Score is overall accuracy percentage across all 900 questions. Random baseline is 20% (5 answer choices). Strong models score 40-60%; weak/broken setups score below 20% (suggests context overflow or chat template mismatch).
| # | Model | Quant | Rig | Score | Trust | Log |
|---|---|---|---|---|---|---|
| 1 | Trendyol LLM Asure 12B 11.8B · gemma | Q4_K_M | ollama-0.24.0 rtx-5080 | 58.9 | First-party runlocalai command published | Gist → |
| 2 | Llama 3.2 3B Instruct 3B · llama | Q4_K_M | ollama-0.24 rtx-3080-16gb-mobile | 11.4 | First-party runlocalai command published | Gist → |
| 3 | Turkish Llama 8B Instruct v0.1 8B · llama | Q4_K_M | ollama-0.24 rtx-3080 | 11.0 | First-party runlocalai command published | Gist → |
| 4 | Turkish Llama 8B Instruct v0.1 8B · llama | Q4_K_M | ollama-0.24 rtx-3080-16gb-mobile | 11.0 | First-party runlocalai command published | Gist → |
| Model | Biology | History | Physics | Chemistry | Geography | Philosophy | Mathematics | Religion and Ethics | Turkish Language and Literature |
|---|---|---|---|---|---|---|---|---|---|
| Trendyol LLM Asure 12B (Q4_K_M) | 56 | 65 | 37 | 47 | 70 | 84 | 35 | 83 | 53 |
| Llama 3.2 3B Instruct (Q4_K_M) | 8 | 16 | 12 | 6 | 7 | 15 | 11 | 6 | 22 |
| Turkish Llama 8B Instruct v0.1 (Q4_K_M) | 13 | 11 | 11 | 6 | 11 | 15 | 10 | 10 | 12 |
First-party text-only TurkishMMLU generative run on local Ollama tag alibayram/Trendyol-LLM-Asure-12B:latest. Source model card: alibayram/Trendyol-LLM-Asure-12B; local GGUF source: alibayram/Trendyol-LLM-Asure-12B-Q4_K_M-GGUF. Hardware: RTX 5080 16GB, NVIDIA driver 595.97.

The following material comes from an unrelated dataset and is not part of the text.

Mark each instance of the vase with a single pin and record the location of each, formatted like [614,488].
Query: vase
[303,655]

English-trained 3B baseline comparison vs Turkish-specialized 8B. Run on RTX 3080 Laptop 16GB, num_ctx=8192. Expected to score near random (20%) or below since model has no Turkish specialization.

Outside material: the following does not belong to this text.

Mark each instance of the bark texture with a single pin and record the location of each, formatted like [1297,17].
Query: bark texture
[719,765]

Baseline run on Ollama 0.24 with default 2048 context window. Score is below the 20% random-guess baseline — strong indicator that 5-shot Turkish prompts (which average ~2000 tokens due to morphology) were silently truncated by Ollama. Re-run with --num-ctx 8192 expected to land 30-45%. Published as-is so the methodology improvement is measurable; this row is intentionally NOT promoted to 'verified'.

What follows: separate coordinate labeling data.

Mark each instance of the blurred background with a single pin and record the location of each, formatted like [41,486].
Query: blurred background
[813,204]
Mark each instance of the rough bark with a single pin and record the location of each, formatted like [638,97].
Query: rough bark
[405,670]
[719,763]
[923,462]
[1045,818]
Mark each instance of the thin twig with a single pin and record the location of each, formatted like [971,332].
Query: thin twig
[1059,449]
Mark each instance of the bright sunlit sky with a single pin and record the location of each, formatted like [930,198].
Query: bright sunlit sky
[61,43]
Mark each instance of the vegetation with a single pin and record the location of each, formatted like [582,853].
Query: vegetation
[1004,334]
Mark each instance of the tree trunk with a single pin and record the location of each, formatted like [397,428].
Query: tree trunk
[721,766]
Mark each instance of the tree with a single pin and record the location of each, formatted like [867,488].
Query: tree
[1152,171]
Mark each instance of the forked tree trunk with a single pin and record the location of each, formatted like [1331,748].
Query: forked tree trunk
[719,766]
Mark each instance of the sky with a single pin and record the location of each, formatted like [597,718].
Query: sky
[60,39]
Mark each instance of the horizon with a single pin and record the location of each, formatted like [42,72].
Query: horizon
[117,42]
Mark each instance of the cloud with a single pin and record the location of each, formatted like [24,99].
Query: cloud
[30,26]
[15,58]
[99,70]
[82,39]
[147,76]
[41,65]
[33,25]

Re-run on RTX 3080 Laptop (16 GB) with `num_ctx=8192` to test the earlier hypothesis that the prior 11% score was caused by Ollama's default 2048-context window truncating 5-shot Turkish prompts. The re-run **landed at the same 11.00%**, ruling out the truncation hypothesis. The honest reading: Turkish-Llama-8B-Instruct-v0.1 was trained as a **Turkish conversational** model, not a multi-choice reasoning model. It speaks Turkish fluently but underperforms even the 20% random-guess baseline on TurkishMMLU's scientific/historical/literary subjects. Per-subject results: Biology 13%, Chemistry 6%, Geography 15% est., History 11%, Mathematics 12-15% est., Philosophy 15%, Physics 11%, Religious Culture & Ethics 10%, Turkish Language & Literature 12%. Use this model for chat/customer-service Turkish, not for structured Q&A. Higher-knowledge Turkish models (Trendyol Asure 12B at 58.89%) are the right anchor for general-knowledge use cases.